During the pandemic, sectors found new ways to reach new markets and customers, such as online fairs, which can also continue in the post-pandemic period, he highlighted.

Digitalization has increased productivity in several areas, he said, adding that online meetings are more effective.

He predicted that Turkey would reach pre-pandemic figures as of the fourth quarter this year.

Erin Motor produces unique design diesel engines with contributions from one of the country’s leading technical universities, Yildiz Teknik University.

The firm hopes to reduce or prevent engine imports to Turkey, which amount to $2.5 billion annually.

Turkish machinery sector expands in major economies

Kutlu Karavelioglu, the had of Turkey’s Machinery Exporters Association, said the country’s machinery sector had exported to over 200 nations in 2020, earning $17.1 billion.

Income from these exports decreased by only 4% in 2020, while the global machinery trade narrowed by 12% under the pandemic, he underlined.

“While small and medium manufacturers of machinery in the EU were paralyzed, we increased our market share in many major economies,” he added.

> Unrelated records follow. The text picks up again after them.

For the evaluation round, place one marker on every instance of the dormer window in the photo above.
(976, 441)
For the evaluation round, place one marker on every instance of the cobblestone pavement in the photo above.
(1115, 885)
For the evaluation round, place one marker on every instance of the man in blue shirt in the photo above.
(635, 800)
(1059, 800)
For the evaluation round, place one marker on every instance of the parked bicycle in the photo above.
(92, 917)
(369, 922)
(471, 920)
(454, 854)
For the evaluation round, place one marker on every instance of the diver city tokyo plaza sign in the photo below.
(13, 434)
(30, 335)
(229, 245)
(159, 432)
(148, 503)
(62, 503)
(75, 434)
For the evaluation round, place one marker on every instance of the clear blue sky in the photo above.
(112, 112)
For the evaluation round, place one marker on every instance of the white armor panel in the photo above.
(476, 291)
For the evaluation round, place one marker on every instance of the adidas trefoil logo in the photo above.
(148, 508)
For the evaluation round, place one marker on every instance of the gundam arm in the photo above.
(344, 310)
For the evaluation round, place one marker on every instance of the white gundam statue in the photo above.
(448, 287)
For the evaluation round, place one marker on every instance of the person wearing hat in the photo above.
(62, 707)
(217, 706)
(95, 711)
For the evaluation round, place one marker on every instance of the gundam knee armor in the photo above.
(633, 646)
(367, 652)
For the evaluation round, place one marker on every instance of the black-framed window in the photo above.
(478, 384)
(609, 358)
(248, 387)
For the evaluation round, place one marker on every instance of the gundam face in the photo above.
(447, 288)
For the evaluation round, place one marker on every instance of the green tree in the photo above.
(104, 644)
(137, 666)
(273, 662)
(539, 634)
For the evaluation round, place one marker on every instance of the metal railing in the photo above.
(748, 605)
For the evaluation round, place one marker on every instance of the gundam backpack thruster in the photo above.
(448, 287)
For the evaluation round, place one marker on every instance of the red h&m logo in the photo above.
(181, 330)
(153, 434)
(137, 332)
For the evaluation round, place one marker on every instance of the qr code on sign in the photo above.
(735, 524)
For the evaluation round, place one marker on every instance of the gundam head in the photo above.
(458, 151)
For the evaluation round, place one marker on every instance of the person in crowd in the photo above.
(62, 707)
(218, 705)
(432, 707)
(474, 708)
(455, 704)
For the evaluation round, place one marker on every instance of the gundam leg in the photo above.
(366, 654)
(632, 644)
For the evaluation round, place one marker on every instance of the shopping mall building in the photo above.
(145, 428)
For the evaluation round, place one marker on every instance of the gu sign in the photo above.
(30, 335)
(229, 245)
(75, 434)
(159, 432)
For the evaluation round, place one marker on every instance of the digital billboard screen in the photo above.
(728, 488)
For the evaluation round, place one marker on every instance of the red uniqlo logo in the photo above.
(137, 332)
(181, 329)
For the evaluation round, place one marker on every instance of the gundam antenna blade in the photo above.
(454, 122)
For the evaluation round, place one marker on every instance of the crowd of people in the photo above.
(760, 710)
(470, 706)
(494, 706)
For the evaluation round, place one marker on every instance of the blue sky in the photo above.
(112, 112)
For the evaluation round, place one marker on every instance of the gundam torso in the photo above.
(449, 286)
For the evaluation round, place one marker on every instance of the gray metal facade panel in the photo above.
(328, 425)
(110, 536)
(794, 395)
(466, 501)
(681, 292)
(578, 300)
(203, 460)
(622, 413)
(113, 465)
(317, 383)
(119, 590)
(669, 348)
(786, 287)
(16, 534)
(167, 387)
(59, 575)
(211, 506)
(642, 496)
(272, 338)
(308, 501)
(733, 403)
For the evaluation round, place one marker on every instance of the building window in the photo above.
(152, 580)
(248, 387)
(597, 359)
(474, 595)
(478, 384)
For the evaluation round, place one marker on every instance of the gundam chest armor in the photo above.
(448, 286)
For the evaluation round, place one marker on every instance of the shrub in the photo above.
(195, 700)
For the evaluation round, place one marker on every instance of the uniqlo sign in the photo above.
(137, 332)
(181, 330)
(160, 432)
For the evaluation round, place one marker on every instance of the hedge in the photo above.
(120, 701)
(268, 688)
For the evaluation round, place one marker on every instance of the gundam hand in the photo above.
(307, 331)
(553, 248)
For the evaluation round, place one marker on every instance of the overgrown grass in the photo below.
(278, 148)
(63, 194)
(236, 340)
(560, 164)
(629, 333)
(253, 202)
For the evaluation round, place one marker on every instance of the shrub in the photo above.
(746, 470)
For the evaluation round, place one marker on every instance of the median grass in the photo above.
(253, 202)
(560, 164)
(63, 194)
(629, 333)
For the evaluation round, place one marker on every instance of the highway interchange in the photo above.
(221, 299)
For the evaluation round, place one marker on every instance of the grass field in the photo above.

“In the US, the protectionist restrictions and the expectations for a transition to a green economy will accelerate the renewal of existing machine parks. I think global expectations are supportive of our industry’s performance in 2021,” he underlined.

Online trade delegations

The Uludag Automotive Industry Exporters’ Association also released a statement this week, announcing that Turkish exporters would organize digital trade delegations to increase sales in certain fields to target countries.

Turkey rolled out its Export Master Plan in 2019 to select target countries and prioritize five sectors to raise the country’s exports.

The plan named the machinery, automotive, electric and electronics, chemical and food industries as priority sectors, as well as several target countries, including the US, Brazil, China, Ethiopia, Morocco, South Africa, South Korea, India, Iraq, the UK, Japan, Kenya, Malaysia, Mexico, Uzbekistan, Russia and Chile.

The association said a trade delegation would meet in March to increase exports to South Africa, which currently stands at roughly $1-2 billion.

South Africa, which imports around $7 billion annually in the automotive sector, imported automotive products from Turkey worth only $64 million last year, the association reminded.